Das erste liegt gleich hinter Rapid City: die Ellsworth Air Force Base. Hier gibt es ein "Air and Space Museum" und wer schon meine letzte Reise aufmerksam verfolgt hat, der weiß, dass alles was fliegt eine besondere Anziehungskraft auf mich ausübt. Also bei Exit 67 runter von der Intersate 90 und den Wegweisern Richtung AFB folgen, was einem etwas komisch vorkommt, wenn man so als Tourist in Richtung einer "wichtigen Einrichtung der nationalen Sicherheit" fährt und dann auch noch auf die Main Gate Road abzubiegen hat. Aber kurz vor dem eigentlichen Gate mit dem Wachschutz (mittlerweile eine private Firma) knickt die Straße ab auf das öffentliche Gelände des Museums und da stehen auch schon die ganzen alten Kisten aus vergangenen Tagen herum: halblinks die B-52, daneben eine "Looking Glass"-Maschine, rechts lauter "altes Zeugs", nur in der Mitte, vor dem Museum thront ein wirklich schönes Teil, die B1 "Lancer". Wie es bei Museen so ist, sind alle Ausstellungsstücke ziemlich tot, d.h. es bewegt sich nichts, ausser die Räder der B1, die man drehen kann, weil die Maschine aufgebockt ist. Deshalb bin ich gleich ins Visitor Center rein und habe nach der Bus Tour über die Basis gefragt. Sowas soll es nämlich hier geben. Die Tour startet in 5 Minuten. Fotografieren erlaubt, ausser am Main Gate. Vorher muss jeder Interessent noch Namen und Identifikation hinterlegen, bei mir als Tourist in Form der Reisepaß-Nummer. Ich denke, die lassen das, bevor der Bus durchs Tor fährt, durch die Computer der Homeland Security rattern. Der Bus fährt dann tatsächlich über die Basis, allerdings entlang der Wohn- und Lebensbereiche der AirForce-Familien. Man sieht die Wohnhäuser, Schwimmhalle, Clubs, ein Hotel für Gäste, den unausweichlichen 9-Loch-Golfplatz und so weiter. An die wirklich interessanten Dinge kommt die Tour nicht heran: die Flugzeuge, die Startbahn usw usw. Dafür gibt es einen Abstecher in den Übungs-Silo eine Minuteman-Atomrakete. Wir erinnern uns an die schlechte alte Zeit: die Blöcke standen sich unvereinbar mit ihren Atomwaffenarsenalen gegenüber. Hier, in diesem Silo, wurde die Wartung der Raketen trainiert. Man kann in den Silo klettern und die Rakete sehen. Mehr aber hier nicht. Die ganze Tour war etwas mager und lohnte die 7 Dollar Eintritt nicht, die ich aus irgendeinem Grund gar nicht bezahlt habe...
Nach der Ellsworth AFB ging es weiter zu einem "echten" Sight. Ich hatte davon schon im Internet beim Recherchieren gelesen, aber nicht gedacht, dass ich es zeitlich schaffen könnte. Wie oben schon erwähnt war die Ellsworth AFB ein wichtiger Stützpunkt im Cold War. Hier waren die B-52 und B-1-Flugzeuge stationiert und von aus wurden auch die Atomraketen kontrolliert. An der Interstate gibt es heute ein Launch Control Center, das nach Ende des Kalten Krieges stillgelegt wurde und heute für Interessenten zugänglich ist.
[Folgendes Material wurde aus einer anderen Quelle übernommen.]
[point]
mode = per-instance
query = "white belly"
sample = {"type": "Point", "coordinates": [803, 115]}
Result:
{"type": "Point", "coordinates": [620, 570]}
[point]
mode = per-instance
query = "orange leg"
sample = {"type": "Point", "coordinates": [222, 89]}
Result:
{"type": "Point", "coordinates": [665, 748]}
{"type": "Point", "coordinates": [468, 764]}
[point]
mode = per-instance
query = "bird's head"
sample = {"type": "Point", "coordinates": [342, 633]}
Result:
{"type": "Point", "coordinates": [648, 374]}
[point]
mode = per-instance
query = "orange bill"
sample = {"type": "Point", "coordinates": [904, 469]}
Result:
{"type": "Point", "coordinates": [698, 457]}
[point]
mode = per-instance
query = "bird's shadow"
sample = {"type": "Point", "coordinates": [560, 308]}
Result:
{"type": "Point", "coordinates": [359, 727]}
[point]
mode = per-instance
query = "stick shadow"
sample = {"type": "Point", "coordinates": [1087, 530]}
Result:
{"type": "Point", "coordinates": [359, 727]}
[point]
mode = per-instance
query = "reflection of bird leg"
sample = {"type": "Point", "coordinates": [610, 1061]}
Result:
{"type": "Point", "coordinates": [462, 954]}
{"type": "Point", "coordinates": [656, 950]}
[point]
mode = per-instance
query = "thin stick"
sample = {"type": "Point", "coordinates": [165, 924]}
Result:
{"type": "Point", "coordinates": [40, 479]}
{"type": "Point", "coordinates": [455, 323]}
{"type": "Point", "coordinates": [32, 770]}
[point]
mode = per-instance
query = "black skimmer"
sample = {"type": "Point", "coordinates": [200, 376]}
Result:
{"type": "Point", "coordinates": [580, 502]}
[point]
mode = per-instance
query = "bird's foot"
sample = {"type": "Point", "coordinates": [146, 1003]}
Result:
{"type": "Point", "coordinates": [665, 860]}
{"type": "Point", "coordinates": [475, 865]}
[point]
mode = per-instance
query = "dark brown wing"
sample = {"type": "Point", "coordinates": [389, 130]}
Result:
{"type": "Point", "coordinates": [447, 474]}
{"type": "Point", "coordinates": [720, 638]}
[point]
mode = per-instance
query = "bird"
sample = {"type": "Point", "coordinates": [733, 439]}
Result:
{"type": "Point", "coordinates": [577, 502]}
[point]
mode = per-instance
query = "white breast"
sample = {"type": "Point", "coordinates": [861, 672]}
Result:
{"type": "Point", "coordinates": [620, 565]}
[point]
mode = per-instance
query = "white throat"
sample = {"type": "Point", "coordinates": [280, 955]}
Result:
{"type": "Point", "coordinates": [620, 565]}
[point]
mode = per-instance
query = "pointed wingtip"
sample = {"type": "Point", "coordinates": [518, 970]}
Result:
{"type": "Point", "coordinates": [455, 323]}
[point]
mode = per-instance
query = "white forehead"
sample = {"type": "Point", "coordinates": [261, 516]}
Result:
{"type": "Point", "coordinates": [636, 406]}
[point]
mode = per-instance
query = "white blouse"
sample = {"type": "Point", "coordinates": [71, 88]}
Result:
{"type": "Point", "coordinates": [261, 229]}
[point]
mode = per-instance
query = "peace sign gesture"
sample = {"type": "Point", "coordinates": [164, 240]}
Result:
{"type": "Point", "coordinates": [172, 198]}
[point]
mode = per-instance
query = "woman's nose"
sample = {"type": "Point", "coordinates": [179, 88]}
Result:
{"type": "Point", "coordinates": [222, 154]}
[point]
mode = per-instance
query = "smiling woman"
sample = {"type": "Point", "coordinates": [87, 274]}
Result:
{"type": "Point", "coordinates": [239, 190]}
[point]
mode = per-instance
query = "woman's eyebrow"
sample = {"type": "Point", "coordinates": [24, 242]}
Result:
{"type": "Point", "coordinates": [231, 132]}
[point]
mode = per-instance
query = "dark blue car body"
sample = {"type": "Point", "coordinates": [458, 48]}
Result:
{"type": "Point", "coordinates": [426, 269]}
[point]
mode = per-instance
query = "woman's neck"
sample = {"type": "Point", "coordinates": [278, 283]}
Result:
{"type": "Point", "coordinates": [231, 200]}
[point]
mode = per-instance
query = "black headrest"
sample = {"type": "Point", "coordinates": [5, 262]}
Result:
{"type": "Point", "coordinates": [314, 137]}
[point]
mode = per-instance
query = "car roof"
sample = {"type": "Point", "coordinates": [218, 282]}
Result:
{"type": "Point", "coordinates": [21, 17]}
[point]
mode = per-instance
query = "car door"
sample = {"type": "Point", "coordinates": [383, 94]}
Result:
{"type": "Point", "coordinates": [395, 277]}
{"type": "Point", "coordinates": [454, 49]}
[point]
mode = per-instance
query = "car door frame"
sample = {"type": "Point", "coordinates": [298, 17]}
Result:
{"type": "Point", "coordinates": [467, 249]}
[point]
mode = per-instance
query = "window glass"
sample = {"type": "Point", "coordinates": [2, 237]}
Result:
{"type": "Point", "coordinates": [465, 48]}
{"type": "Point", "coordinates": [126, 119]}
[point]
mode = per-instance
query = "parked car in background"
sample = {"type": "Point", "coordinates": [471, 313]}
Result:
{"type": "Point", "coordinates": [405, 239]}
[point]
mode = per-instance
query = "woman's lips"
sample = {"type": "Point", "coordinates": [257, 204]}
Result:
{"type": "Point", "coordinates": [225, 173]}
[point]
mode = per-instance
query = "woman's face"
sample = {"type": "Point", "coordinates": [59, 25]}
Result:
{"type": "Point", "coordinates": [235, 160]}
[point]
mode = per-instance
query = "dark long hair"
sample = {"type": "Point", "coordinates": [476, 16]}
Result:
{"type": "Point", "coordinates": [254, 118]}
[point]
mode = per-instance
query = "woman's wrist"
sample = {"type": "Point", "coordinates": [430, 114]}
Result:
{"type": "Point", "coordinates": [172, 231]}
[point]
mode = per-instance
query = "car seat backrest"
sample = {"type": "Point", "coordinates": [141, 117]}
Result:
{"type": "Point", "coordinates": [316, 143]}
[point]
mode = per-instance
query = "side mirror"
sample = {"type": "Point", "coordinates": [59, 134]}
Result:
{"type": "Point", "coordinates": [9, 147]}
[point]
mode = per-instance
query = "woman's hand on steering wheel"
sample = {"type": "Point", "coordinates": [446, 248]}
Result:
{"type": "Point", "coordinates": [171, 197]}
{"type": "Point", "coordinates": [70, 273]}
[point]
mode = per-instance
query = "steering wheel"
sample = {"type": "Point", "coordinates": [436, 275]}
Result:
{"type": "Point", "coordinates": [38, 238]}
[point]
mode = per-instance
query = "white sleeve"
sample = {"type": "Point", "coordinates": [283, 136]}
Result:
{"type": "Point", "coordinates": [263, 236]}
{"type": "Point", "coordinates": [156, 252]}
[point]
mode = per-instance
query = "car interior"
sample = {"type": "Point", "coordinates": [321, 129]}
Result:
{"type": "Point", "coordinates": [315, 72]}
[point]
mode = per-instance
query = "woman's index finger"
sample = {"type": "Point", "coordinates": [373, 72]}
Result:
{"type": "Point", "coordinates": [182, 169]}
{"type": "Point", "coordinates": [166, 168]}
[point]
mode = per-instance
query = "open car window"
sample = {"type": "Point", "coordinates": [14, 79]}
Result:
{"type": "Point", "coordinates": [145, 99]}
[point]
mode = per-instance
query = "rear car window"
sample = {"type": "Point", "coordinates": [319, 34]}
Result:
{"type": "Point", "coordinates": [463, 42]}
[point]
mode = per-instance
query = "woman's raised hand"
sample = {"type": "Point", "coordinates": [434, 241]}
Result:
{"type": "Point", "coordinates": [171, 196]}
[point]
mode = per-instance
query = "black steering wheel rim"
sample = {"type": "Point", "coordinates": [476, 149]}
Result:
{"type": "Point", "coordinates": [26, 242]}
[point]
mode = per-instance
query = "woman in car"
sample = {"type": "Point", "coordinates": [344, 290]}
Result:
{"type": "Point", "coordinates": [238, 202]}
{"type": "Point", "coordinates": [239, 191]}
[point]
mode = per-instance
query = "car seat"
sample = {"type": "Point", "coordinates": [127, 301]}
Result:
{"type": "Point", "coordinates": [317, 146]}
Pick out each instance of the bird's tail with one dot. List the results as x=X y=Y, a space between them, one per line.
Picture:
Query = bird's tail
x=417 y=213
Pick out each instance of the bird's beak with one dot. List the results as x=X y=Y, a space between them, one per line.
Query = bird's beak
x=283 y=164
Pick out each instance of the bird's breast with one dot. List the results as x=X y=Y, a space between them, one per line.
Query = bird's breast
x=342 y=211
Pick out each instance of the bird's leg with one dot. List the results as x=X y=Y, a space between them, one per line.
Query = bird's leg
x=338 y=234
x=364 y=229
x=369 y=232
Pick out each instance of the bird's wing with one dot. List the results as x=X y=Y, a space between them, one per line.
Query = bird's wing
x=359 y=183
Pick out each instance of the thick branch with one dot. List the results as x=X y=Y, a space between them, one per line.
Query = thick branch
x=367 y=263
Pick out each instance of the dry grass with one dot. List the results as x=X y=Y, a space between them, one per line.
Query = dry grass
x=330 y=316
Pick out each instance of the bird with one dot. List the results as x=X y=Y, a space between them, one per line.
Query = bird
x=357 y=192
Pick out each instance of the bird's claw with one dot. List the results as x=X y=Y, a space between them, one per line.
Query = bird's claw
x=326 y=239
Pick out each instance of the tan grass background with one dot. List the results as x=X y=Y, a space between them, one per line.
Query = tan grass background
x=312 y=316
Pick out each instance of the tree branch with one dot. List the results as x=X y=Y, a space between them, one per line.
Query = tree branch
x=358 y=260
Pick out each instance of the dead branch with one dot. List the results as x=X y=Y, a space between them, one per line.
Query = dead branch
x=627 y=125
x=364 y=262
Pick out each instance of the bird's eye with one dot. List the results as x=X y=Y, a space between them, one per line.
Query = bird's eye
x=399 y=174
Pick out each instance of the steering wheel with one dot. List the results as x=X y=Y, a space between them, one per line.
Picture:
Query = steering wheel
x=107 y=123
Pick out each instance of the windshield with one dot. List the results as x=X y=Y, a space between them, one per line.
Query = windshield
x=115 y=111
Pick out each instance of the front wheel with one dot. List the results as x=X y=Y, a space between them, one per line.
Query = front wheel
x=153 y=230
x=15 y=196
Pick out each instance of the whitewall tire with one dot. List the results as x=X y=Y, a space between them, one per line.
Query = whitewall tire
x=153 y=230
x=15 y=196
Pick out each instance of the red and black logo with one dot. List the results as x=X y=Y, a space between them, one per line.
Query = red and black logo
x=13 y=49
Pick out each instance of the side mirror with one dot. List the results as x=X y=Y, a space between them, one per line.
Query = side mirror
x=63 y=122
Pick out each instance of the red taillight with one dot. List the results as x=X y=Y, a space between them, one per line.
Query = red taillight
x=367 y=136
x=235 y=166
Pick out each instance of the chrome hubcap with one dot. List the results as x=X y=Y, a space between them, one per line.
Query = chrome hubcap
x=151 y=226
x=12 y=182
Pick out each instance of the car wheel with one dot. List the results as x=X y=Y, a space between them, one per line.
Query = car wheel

Im Bunker des Launch Control Center Delta-01

Von hier aus also wurden die Raketen überwacht und hier wäre im sogenannten Ernstfall auch der "rote Knopf" gedrückt worden. Heute kann man sich in die Kontrollzentrale tief unter der Erde hinabfahren lassen und erfährt dort einiges von dem, was hier getan wurde und was der ganze eigentliche Sinn der Sache war: es ging nämlich gar nicht hauptsächlich darum, den Tod innerhalb von 30 Minuten zu jedem beliebigen Punkt des Ostblocks zu bringen (übrigens tat dieser das gleiche, bloß in die andere Richtung). Vielmehr ging es darum, zu jeder Zeit und ständig, über 40 Jahre lang, dem Gegner zu versichern: wenn ihr uns angreift und zerstört, werdet ihr zerstört. Diesen ganzen Wahnsinn in eine Formel zusammengefaßt: "mutual assured destruction" (MAD) wechselseitige zugesicherte Zerstörung - oder das "Gleichgewicht des Schreckens" oder "nukleare Abschreckung". Alles Begriffe, die noch der ein oder andere im Ohr haben wird, die aber heute glücklicherweise keine so große Rolle mehr spielen (sie wurden von anderen Begriffen abgelöst...). Für mich war es höchst interessant, einmal an einen Ort zu kommen, wo dieser Irrsinn wirklich stattgefunden hat, mal den "roten Knopf" zu fotografieren und mal so eine Rakete sehen, denn ich denke, viele viele Leute reden über viele Dinge ohne sich um eine Kenntnis der wirklichen Hintergründe zu bemühen - abseits aller Propaganda.
Nach diesem Besuch geht es nur ein ganz kleines Stück weiter in den Badlands National Park. Hier ist wieder ein Teil dieser wunderbar vielfältigen nordamerikanischen Natur zu bestaunen. Millionen von Jahren formten ein Gebiet, dass heute so erstaunliche, aber sich immer weiter verändernde Bergwelten zeigt.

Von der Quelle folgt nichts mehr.